Roberts told CNN he got the idea after listening to an interview on Joe Rogan’s podcast with filmmaker Jeremy Corbell and Bob Lazar, who claims to have worked at Area 51 in the 80s. Lazar is the subject of Corbell’s documentary, currently on Netflix, Bob Lazar: Area 51 & Flying Saucers. By the end of July, 2 million people had RSVPed to the event, whose description was: “We will all meet up at the Area 51 Alien Center tourist attraction and coordinate our entry. If we Naruto run, we can move faster than their bullets. Let’s see them aliens.”
Those 2 million folks in question left Lincoln County budgeting $250,000 to deal with the potential chaos in Rachel and Hiko, the Las Vegas Review Journal reported.
Though no giant hoard of people turned up wanting to free aliens from Area 51, festival goers seemed content with the event.
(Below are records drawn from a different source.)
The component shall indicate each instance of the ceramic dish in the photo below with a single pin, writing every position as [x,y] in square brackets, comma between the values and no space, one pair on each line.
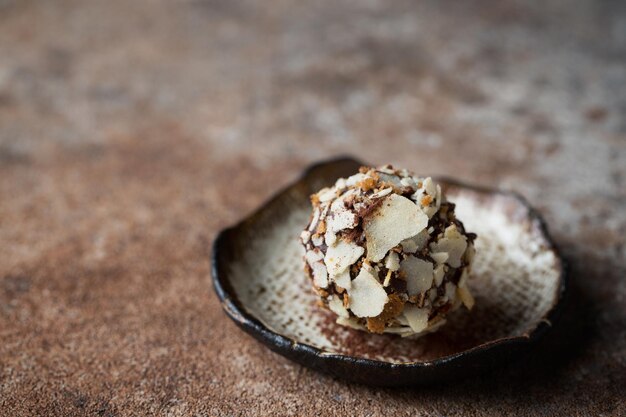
[518,280]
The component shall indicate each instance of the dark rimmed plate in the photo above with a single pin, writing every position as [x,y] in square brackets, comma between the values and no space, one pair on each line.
[518,280]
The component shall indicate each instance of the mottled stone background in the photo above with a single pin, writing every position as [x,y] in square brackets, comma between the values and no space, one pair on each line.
[132,131]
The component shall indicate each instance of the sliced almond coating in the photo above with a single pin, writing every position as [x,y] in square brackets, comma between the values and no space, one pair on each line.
[305,236]
[336,306]
[343,280]
[341,256]
[314,220]
[382,193]
[320,275]
[326,194]
[350,322]
[392,262]
[450,291]
[415,243]
[465,296]
[340,184]
[313,256]
[367,296]
[469,254]
[419,274]
[438,273]
[387,278]
[430,211]
[330,237]
[454,243]
[317,240]
[440,257]
[408,182]
[463,279]
[397,219]
[438,198]
[341,219]
[390,179]
[430,187]
[386,170]
[355,179]
[416,317]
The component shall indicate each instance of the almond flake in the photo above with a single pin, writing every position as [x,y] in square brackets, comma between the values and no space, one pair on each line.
[387,279]
[397,218]
[336,306]
[340,184]
[438,197]
[343,280]
[320,275]
[419,274]
[430,187]
[416,317]
[313,256]
[466,297]
[454,243]
[450,291]
[386,170]
[341,218]
[355,179]
[415,243]
[341,256]
[408,182]
[326,194]
[318,240]
[392,262]
[330,238]
[367,295]
[391,179]
[314,220]
[438,274]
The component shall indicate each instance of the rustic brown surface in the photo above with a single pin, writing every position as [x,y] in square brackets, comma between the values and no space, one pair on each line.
[131,132]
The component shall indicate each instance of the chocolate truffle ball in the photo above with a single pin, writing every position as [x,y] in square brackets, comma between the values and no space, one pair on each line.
[386,253]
“So far it’s turned into exactly what we thought it was going to be like,” said Analisa, a Sacramento resident who asked to be identified only by her first name. “I didn’t expect a whole lot, except something cool in the middle of nowhere.”
Jesus Bravo took the day off work and came in from Carson, Nevada after following the event page. When asked if Alienstock was living up to his expectations, he said, “it’s more. I literally thought it was just going to be a group of people in the middle of the desert— not as big, and with vendors.” Bravos also said he appreciated meeting so many attendees from different places outside Nevada.
“It seemed like it was going to be a good time, we’d have a lot of fun, and there was nothing going on today,” said Christopher Reid, a Reno, Nevada resident who drove down last minute with a friend to make tin foil hats for attendees for fun.
Although the day stayed relatively calm, local residents Bob Clabaugh and Pat Jordan, both retired pilots, expressed concern that Alienstock will become a recurring event, bringing bigger and bigger crowds to Rachel every year.
In the residential section of Rachel, residents invested in flood lights they’ve never needed before, and plastered up No Trespassing signs. One house put up signs that said “No Alien Stock” and another that said “Go Home.”
Still, attendees, milling about and fielding a growing group of media, seemed to be enjoying the novelty of the happening, even if there wasn’t much to do.
One goer explained to another that he was there with his grown son as a father-son outing.
He quipped: “If not for the probing last night, it would have been a great weekend.”